Stephen Yelderman (Notre Dame)
Abstract: As a general rule, judges and scholars believe settlement is a good thing. But, for nearly a century, the Supreme Court has said that patent litigation is categorically different, since it offers the chance to increase competition by freeing the public from the burdens of a monopoly. Based on this theory, and in the hopes of seeing more patent litigation fought to completion, the Court has overturned longstanding common law doctrines, declined to enforce otherwise valid contracts, and — in the recent case of FTC v. Actavis — subjected patent settlements to scrutiny under the antitrust laws. Similar reasoning has resulted in legislative initiatives to encourage patent disputes, including the regulatory bounty for challenging pharmaceutical patents included in the 1984 Hatch-Waxman Act and the administrative review procedures created by the 2011 America Invents Act. Moreover, scholars continue to call for reforms to provoke additional patent challenges, again asserting their supposed pro-competitive benefits.
This Article is the first to seriously scrutinize the claim that patent challenges lead to increased competition. It identifies a number of conditions that must hold for a patent challenge to provide this particular benefit, and evaluates the reasonableness of assuming that the pro-competitive benefits of patent challenges are generally available. As it turns out, there are a number of ways these conditions can and regularly do fail. This Article synthesizes legal doctrine, recent empirical scholarship, and several novel case studies to identify categories of challenges where the potential benefits for competition are smaller than previously thought or, in some cases, completely unavailable.

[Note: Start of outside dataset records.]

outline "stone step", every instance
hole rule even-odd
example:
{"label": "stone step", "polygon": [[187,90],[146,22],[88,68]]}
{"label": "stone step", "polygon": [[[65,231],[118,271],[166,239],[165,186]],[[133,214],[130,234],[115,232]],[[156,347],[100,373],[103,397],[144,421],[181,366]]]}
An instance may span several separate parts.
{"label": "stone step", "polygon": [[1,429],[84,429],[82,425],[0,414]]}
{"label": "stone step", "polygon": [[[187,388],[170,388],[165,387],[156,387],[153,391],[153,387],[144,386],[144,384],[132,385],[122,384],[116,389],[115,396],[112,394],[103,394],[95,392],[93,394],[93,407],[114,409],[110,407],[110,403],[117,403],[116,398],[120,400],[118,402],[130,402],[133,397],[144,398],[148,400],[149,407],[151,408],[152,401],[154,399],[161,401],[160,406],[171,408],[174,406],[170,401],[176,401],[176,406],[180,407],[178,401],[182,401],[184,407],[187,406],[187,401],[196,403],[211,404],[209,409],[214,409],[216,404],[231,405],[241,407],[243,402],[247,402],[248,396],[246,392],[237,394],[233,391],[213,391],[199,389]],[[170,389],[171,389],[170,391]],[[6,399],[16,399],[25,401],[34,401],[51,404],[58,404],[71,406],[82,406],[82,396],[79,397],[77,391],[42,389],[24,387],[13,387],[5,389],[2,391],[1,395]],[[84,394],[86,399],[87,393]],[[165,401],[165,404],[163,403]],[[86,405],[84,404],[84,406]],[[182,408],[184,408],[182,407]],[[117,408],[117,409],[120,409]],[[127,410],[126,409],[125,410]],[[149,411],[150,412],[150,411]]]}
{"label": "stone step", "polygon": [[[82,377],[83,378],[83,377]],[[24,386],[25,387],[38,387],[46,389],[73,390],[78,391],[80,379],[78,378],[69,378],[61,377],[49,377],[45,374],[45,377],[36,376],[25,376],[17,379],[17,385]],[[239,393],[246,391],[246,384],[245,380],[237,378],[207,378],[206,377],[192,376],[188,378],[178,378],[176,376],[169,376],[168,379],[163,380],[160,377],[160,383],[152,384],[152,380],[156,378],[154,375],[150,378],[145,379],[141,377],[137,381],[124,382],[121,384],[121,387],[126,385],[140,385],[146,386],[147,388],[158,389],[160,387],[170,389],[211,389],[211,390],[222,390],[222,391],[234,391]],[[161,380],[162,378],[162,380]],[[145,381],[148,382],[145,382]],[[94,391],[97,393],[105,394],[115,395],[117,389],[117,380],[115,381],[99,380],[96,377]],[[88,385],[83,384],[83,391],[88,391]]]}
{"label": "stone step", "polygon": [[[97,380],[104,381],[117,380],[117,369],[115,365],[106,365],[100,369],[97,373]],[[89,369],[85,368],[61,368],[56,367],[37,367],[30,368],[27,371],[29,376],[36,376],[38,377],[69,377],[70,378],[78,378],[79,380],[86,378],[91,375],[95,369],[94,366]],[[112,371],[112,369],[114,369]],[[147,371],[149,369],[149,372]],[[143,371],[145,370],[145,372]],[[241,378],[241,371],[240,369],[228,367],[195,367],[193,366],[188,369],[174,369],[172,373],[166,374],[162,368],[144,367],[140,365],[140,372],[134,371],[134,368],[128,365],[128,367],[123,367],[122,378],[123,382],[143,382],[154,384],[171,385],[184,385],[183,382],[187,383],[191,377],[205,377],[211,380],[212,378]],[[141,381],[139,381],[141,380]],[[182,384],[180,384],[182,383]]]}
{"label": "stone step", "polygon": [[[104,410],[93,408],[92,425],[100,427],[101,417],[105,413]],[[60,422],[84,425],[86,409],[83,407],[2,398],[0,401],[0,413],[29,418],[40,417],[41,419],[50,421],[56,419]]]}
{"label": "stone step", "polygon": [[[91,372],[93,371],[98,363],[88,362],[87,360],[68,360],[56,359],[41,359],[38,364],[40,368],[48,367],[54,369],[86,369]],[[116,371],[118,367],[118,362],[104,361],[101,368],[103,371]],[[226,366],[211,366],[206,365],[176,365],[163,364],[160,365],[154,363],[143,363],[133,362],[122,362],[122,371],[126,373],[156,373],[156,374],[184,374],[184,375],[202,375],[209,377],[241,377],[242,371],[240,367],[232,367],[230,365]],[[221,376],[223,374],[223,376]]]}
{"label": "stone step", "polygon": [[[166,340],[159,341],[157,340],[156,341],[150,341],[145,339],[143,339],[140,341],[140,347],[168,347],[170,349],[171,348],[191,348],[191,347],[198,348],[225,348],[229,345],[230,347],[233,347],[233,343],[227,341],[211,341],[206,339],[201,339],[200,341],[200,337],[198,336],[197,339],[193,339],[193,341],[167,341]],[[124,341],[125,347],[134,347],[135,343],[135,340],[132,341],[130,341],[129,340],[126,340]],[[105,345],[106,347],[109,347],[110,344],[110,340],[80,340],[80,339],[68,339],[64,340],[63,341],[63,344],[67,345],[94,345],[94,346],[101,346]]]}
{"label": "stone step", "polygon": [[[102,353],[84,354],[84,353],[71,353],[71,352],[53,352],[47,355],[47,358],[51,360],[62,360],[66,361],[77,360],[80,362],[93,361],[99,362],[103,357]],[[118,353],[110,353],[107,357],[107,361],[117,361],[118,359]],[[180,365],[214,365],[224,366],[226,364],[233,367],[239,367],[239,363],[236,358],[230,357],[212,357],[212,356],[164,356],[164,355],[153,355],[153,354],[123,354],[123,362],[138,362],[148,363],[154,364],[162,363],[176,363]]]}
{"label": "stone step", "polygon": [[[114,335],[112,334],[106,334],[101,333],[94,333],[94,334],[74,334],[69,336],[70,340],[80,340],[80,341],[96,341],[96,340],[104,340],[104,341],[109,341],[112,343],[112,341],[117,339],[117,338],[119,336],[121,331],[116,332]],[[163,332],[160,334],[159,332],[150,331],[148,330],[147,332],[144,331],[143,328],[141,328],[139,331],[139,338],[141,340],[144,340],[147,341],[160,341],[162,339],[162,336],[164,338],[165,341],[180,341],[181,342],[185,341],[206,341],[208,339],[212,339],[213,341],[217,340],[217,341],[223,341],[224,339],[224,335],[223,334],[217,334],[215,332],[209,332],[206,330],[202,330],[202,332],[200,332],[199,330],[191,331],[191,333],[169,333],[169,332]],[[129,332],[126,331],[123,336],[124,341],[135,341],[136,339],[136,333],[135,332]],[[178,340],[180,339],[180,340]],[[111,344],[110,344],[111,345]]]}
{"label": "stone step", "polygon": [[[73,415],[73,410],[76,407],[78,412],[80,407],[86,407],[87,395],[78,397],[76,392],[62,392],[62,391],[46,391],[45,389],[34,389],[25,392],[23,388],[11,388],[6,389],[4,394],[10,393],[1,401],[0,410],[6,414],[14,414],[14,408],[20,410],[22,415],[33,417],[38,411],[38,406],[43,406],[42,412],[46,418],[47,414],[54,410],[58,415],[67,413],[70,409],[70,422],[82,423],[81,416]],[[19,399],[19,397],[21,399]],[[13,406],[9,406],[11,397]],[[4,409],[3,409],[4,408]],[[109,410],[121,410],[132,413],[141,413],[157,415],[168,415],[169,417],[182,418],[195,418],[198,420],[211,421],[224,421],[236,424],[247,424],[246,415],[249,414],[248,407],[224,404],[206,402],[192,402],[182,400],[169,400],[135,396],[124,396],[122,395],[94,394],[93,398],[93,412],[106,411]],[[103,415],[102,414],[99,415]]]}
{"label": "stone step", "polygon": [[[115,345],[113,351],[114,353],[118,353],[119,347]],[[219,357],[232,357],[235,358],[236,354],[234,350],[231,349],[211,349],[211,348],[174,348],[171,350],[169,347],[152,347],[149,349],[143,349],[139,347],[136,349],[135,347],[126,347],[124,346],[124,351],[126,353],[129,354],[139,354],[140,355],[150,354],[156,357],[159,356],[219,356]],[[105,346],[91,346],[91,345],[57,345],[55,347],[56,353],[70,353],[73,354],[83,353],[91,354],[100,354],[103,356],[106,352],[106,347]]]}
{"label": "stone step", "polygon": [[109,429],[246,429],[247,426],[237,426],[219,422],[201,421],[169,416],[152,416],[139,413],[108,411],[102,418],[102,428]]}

This analysis has a number of implications for patent law and policy. First, it provides critical guidance for how the patent office should administer its new review authority under the America Invents Act. Second, it exposes flaws in several judicially created policies intended to encourage more patent challenges. Third, it vindicates the present scope of the regulatory bounties provided under the Hatch-Waxman Act, and cautions against recently proposed expansion of these incentives to other technology areas. Fourth, it sheds new light on the competitive consequences of patent settlements, and thus informs how the Court’s recent FTC v. Actavis decision should be applied in future cases.